Von Alexander A. Kohnen, International Wine Institute

Ein Wein für sich genommen, kann einen beeindruckenden Trinkgenuss bieten. Wenn der gute Tropfen aber nicht zum gewählten Essen passt, ist es mit dem Genuss vorbei. Die Harmonie von Speise zu Wein ist aber kein Buch mit sieben Siegeln. Mit Spaß am Detail, einer guten Vorbereitung und der Beachtung einiger einfacher Regeln wird jeder festliche Genuss optimiert.

Unser Unterscheidungsvermögen ist abhängig von der Reizwirkung und der Konzentration bestimmter Inhaltsstoffe. Duft und visuelle Eindrücke beeinflussen uns ebenfalls im Hinblick auf den zu erwarteten Geschmack. Die Zunge selbst nimmt fünf Geschmacksarten wahr: salzig – sauer – süß – bitter und umami. Das Wort Umami stammt übrigens aus dem japanischen und bewertet die Geschmacksqualität in einer Speise. Übersetzt bedeutet Umami: wohlschmeckend, fleischig oder herzhaft.

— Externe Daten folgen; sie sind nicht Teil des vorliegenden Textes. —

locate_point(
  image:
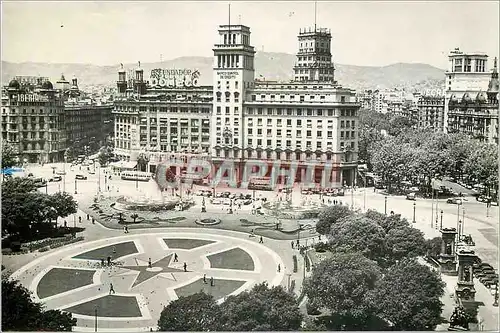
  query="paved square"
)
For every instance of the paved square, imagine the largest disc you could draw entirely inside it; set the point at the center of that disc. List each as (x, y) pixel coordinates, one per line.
(148, 271)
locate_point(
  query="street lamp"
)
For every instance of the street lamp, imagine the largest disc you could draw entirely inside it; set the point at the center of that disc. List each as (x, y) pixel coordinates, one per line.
(495, 303)
(441, 226)
(95, 322)
(414, 207)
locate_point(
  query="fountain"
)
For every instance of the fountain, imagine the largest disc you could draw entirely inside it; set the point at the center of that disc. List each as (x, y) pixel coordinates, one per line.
(150, 196)
(295, 209)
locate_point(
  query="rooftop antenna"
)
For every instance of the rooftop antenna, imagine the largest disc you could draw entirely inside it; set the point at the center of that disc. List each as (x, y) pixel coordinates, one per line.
(315, 12)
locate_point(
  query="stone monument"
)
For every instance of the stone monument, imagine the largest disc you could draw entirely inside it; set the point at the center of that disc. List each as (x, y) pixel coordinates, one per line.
(447, 257)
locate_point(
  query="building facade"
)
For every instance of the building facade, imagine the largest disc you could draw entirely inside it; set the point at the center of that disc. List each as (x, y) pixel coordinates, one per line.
(33, 119)
(476, 113)
(466, 73)
(43, 122)
(311, 121)
(161, 121)
(431, 112)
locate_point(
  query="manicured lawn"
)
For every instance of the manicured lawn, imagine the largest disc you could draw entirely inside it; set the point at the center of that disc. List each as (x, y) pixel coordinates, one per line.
(221, 288)
(60, 280)
(109, 306)
(185, 244)
(122, 249)
(232, 259)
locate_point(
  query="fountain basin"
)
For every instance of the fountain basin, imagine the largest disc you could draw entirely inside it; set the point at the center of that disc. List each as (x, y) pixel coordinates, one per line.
(285, 210)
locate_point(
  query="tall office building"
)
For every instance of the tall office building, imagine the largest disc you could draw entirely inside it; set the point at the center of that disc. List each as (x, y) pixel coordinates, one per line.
(471, 104)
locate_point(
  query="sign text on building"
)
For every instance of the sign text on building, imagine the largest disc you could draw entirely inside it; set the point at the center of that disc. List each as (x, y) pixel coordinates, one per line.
(32, 98)
(174, 78)
(227, 75)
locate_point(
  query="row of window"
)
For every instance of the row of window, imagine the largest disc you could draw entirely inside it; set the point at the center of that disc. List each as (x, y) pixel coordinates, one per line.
(302, 112)
(298, 133)
(298, 122)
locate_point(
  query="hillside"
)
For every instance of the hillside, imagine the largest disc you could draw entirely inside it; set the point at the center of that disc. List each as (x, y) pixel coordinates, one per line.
(272, 66)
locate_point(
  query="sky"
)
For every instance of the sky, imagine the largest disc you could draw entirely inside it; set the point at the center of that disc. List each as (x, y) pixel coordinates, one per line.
(372, 33)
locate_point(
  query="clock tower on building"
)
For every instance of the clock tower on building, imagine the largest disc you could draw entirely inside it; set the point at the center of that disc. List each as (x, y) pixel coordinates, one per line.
(233, 74)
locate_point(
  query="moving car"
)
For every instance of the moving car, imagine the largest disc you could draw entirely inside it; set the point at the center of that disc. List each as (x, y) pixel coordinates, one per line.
(456, 201)
(411, 196)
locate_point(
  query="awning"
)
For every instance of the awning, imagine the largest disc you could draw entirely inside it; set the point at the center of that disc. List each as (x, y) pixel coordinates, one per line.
(123, 164)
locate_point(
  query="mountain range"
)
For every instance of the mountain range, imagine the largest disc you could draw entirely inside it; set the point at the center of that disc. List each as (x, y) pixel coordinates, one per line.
(270, 66)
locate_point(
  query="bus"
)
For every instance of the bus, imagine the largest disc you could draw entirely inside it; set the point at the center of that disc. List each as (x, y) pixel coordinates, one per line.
(136, 175)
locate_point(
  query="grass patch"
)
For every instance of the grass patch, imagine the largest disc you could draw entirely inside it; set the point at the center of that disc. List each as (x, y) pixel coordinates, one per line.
(232, 259)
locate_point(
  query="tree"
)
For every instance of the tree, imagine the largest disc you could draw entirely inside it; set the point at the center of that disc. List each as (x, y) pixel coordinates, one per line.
(20, 313)
(23, 207)
(358, 234)
(261, 309)
(142, 162)
(196, 312)
(387, 222)
(482, 165)
(105, 154)
(64, 204)
(331, 215)
(340, 284)
(405, 242)
(9, 156)
(409, 296)
(434, 246)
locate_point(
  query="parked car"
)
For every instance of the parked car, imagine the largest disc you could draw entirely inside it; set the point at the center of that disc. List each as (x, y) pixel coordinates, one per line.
(411, 196)
(456, 201)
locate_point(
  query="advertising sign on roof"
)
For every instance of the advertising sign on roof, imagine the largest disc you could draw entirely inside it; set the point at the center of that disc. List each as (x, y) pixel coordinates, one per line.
(174, 78)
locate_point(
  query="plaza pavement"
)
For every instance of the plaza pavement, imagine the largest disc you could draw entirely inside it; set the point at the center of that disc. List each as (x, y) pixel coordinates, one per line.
(480, 223)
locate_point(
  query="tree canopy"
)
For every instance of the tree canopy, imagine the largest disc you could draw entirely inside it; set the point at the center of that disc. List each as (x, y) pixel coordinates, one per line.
(408, 295)
(196, 312)
(9, 155)
(261, 309)
(20, 313)
(358, 234)
(24, 207)
(341, 283)
(331, 215)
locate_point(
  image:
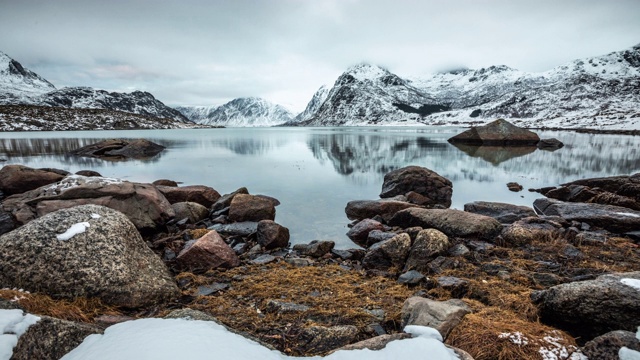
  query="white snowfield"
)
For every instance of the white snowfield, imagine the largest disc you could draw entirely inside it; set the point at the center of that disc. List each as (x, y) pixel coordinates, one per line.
(172, 339)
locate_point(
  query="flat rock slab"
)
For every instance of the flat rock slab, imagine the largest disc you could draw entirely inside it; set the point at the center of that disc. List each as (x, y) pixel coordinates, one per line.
(452, 222)
(612, 218)
(120, 149)
(498, 132)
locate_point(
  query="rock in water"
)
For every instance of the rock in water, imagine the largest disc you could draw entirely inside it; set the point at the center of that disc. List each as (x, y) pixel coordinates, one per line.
(120, 149)
(85, 251)
(498, 132)
(435, 189)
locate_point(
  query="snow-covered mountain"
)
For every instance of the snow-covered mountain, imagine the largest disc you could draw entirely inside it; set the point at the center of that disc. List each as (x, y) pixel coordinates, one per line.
(20, 86)
(241, 112)
(597, 92)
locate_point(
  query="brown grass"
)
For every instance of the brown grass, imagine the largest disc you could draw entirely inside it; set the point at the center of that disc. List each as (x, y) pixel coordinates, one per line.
(80, 309)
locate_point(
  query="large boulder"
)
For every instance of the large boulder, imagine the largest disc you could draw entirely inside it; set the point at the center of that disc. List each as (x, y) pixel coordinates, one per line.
(246, 207)
(433, 188)
(16, 179)
(594, 307)
(85, 251)
(203, 195)
(145, 207)
(120, 149)
(452, 222)
(498, 132)
(504, 213)
(367, 209)
(612, 218)
(440, 315)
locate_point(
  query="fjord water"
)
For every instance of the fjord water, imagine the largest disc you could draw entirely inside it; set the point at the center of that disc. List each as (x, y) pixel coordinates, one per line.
(314, 172)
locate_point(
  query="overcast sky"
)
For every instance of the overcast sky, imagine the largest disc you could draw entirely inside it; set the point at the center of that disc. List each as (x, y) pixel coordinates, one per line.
(207, 52)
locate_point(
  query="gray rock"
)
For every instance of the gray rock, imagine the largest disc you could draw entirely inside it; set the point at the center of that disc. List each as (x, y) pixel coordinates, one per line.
(504, 213)
(594, 307)
(315, 248)
(389, 253)
(440, 315)
(607, 346)
(452, 222)
(109, 260)
(367, 209)
(612, 218)
(190, 210)
(319, 339)
(429, 244)
(435, 189)
(51, 339)
(271, 235)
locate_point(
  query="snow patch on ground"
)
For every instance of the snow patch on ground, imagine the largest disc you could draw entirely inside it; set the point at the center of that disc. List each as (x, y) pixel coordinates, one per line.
(74, 230)
(157, 339)
(13, 323)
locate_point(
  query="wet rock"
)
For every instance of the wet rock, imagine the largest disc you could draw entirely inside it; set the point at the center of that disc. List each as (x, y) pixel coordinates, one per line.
(271, 235)
(120, 149)
(411, 277)
(367, 209)
(315, 248)
(515, 187)
(17, 179)
(429, 244)
(141, 203)
(88, 173)
(319, 339)
(200, 194)
(593, 307)
(389, 253)
(359, 233)
(504, 213)
(435, 189)
(440, 315)
(165, 182)
(607, 346)
(245, 228)
(51, 339)
(612, 218)
(280, 307)
(251, 208)
(549, 144)
(85, 251)
(498, 132)
(207, 252)
(225, 200)
(525, 231)
(190, 210)
(452, 222)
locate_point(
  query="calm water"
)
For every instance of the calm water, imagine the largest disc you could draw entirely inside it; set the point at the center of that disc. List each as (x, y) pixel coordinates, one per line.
(314, 172)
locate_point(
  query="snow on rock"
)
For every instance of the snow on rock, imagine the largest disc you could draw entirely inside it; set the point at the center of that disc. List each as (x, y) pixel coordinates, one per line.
(75, 229)
(13, 323)
(241, 112)
(157, 339)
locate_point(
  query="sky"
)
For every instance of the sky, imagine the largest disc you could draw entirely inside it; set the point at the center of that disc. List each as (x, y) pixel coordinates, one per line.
(208, 52)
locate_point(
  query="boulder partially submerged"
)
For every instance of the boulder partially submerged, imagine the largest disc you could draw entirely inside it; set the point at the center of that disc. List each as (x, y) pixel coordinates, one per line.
(498, 132)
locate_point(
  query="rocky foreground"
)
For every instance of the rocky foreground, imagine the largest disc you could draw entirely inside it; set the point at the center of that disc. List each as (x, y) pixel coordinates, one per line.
(498, 281)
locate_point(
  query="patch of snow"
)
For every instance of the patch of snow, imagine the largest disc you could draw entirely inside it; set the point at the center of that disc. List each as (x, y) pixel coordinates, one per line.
(74, 230)
(13, 323)
(634, 283)
(157, 339)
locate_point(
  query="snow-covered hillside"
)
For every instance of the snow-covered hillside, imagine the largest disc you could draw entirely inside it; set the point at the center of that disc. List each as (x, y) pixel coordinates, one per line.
(601, 92)
(20, 86)
(241, 112)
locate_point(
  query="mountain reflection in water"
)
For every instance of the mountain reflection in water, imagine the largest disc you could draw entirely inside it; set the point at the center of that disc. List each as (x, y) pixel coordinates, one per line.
(314, 172)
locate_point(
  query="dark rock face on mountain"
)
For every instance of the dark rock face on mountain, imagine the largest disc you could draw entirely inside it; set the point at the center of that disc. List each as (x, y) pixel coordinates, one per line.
(20, 86)
(241, 112)
(498, 132)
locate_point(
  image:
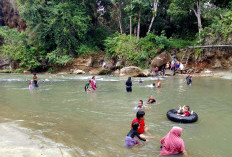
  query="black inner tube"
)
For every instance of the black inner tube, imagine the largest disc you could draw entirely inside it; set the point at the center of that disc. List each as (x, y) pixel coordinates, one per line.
(171, 114)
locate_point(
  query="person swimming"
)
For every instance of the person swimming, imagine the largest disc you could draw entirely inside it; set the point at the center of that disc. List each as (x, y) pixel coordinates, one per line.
(184, 111)
(189, 79)
(129, 85)
(35, 81)
(158, 84)
(129, 140)
(151, 100)
(30, 84)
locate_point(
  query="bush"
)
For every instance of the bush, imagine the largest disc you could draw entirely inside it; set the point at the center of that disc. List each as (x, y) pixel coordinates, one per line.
(5, 71)
(133, 52)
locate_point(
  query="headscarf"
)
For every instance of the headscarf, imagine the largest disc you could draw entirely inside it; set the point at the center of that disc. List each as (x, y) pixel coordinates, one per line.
(128, 82)
(172, 143)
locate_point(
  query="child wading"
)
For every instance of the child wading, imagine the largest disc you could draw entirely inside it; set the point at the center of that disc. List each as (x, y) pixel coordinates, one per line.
(129, 140)
(87, 86)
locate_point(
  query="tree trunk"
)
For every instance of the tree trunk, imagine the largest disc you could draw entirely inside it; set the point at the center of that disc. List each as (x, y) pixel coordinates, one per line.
(131, 23)
(138, 31)
(130, 27)
(154, 14)
(198, 15)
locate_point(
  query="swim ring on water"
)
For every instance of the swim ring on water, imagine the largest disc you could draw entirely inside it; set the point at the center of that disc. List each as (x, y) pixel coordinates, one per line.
(171, 114)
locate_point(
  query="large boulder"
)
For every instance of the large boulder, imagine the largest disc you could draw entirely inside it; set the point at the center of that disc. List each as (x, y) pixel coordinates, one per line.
(161, 59)
(148, 72)
(131, 71)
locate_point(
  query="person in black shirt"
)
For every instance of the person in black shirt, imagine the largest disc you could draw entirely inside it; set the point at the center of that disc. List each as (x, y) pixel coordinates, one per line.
(129, 85)
(130, 141)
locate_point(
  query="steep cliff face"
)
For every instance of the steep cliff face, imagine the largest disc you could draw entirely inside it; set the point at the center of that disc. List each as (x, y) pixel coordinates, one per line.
(9, 15)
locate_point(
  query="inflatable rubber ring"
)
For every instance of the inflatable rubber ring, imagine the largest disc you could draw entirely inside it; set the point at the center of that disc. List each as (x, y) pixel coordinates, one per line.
(171, 114)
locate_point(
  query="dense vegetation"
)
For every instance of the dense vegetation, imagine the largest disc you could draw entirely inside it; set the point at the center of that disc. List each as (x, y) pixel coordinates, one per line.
(133, 31)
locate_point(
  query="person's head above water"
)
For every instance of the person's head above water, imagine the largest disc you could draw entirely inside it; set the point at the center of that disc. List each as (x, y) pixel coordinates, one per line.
(135, 125)
(186, 108)
(140, 114)
(140, 103)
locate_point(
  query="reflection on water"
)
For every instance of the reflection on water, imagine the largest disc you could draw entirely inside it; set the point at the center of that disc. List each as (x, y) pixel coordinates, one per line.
(96, 123)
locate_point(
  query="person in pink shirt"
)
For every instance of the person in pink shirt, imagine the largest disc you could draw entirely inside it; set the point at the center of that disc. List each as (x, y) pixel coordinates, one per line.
(93, 83)
(172, 143)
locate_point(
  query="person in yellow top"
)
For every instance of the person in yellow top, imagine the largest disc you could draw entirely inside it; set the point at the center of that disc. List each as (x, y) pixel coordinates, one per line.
(35, 80)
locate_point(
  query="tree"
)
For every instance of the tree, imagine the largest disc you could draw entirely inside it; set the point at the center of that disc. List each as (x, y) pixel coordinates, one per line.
(154, 12)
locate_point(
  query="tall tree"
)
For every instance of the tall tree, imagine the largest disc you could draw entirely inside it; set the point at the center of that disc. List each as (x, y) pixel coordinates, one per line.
(154, 12)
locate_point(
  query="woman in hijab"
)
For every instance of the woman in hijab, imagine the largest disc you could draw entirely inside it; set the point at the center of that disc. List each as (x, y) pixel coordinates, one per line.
(93, 83)
(129, 85)
(172, 143)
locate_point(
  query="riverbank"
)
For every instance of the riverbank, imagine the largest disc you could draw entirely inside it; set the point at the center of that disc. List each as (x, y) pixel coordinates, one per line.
(20, 142)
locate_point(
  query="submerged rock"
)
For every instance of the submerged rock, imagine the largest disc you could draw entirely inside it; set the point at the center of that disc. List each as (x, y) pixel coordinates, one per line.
(78, 71)
(161, 59)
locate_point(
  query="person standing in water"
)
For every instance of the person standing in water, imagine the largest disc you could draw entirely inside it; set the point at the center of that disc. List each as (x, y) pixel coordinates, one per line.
(87, 86)
(172, 143)
(30, 84)
(189, 79)
(35, 81)
(129, 85)
(93, 83)
(158, 84)
(129, 140)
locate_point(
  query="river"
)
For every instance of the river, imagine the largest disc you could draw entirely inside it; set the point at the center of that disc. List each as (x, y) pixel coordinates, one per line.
(96, 123)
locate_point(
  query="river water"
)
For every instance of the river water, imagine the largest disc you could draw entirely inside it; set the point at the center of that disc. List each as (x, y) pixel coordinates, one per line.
(96, 123)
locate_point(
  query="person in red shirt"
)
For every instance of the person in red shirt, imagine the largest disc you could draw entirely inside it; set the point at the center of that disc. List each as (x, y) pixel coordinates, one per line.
(140, 116)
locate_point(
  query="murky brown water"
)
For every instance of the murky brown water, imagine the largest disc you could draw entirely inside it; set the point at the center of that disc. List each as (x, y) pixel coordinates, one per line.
(95, 124)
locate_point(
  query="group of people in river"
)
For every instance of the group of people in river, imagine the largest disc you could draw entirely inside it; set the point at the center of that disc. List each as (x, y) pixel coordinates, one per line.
(34, 83)
(171, 144)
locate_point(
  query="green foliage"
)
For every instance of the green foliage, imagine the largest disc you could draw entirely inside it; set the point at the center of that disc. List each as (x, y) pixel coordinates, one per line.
(15, 47)
(220, 31)
(180, 43)
(133, 53)
(18, 70)
(57, 58)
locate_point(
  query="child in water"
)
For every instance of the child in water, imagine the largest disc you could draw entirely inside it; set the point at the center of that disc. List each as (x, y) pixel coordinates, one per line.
(158, 84)
(129, 140)
(151, 100)
(189, 79)
(87, 86)
(30, 84)
(184, 111)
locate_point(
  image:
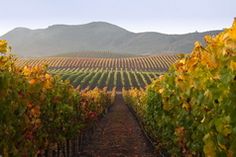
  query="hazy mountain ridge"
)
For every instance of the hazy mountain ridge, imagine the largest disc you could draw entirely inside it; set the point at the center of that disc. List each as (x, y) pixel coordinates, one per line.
(97, 36)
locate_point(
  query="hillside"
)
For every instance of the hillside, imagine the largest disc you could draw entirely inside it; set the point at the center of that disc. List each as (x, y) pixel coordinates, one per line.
(97, 36)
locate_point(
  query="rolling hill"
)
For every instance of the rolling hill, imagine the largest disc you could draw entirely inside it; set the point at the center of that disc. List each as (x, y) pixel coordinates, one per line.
(97, 36)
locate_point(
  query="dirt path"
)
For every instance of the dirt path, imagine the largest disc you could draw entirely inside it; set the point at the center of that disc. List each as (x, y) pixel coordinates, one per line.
(118, 135)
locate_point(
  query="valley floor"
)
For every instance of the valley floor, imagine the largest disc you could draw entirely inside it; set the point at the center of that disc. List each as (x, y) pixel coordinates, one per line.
(118, 135)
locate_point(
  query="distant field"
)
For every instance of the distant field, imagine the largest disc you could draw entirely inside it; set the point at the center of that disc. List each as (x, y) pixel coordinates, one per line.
(85, 72)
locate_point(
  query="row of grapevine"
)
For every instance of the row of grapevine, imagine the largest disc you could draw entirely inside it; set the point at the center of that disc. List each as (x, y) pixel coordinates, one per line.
(145, 63)
(39, 110)
(104, 78)
(191, 110)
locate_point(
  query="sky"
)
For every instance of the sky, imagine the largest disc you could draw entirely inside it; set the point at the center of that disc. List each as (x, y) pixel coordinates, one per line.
(165, 16)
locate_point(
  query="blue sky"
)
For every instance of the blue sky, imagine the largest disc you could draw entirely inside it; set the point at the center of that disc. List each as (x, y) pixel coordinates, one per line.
(166, 16)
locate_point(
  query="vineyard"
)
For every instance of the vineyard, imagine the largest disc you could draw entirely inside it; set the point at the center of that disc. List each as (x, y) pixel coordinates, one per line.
(191, 109)
(88, 73)
(178, 105)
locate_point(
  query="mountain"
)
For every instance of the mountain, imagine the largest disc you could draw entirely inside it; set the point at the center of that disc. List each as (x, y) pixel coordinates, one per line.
(97, 36)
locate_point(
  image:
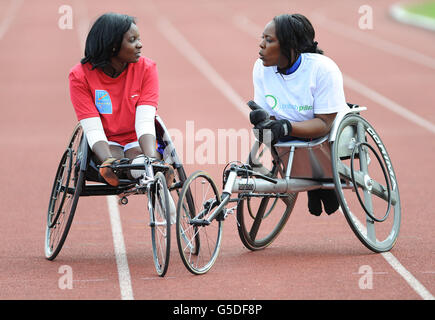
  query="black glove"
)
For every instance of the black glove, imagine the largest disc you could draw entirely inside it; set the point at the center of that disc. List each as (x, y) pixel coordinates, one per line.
(257, 116)
(273, 130)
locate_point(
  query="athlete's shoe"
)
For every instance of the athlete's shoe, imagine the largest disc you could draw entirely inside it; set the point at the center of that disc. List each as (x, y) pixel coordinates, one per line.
(107, 172)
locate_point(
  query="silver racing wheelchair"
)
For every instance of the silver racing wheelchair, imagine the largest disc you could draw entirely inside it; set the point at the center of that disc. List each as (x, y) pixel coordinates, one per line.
(351, 159)
(78, 176)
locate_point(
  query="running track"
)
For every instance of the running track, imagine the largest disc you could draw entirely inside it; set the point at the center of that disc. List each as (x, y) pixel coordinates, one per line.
(205, 51)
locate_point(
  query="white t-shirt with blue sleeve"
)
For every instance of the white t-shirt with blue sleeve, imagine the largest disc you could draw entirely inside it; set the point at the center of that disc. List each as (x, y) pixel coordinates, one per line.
(316, 87)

Ein harmonisches Zusammenspiel richtet sich nach den schmeckbaren Ingredienzien im Wein und der Speise sowie der Zubereitungsart. Um einen möglichst perfekten Einklang zu erlangen, sollten Sie den Wein als erstes mit der Sauce abstimmen. Die Sauce ist der geschmacksintensivste Teil einer Speise. Die alte Regel braune Soße zu roten Wein und helle Soße zu weißen Wein hat durchaus noch seine Bedeutung. Achten Sie auf das Verhältnis zwischen Süße und Säure innerhalb eines Gerichtes. Ein säurebetonter Wein wird durch Zucker in jeglicher Form aggressiver. Süße und Süße harmonieren, sie addieren sich nicht, sondern heben sich gegenseitig auf. Sehr interessant ist der sogenannte „Tequila-Effekt“, denn Salz und Säure gehören geschmacklich zusammen. Zucker und Salz ergänzen sich, denn Restzucker im Wein und das Salz in den Speisen (vor allem in Käse) gleichen sich hervorragend aus. Bitterstoffe im Gemüse und Tannine im Wein addieren sich und sind stets zu vermeiden. Während die Bitternis und Restzucker im Wein zueinander finden. Stark fetthaltige Speisen sind bekömmlicher mit Weinen, die reich an Säure, Gerbstoff und Alkohol sind.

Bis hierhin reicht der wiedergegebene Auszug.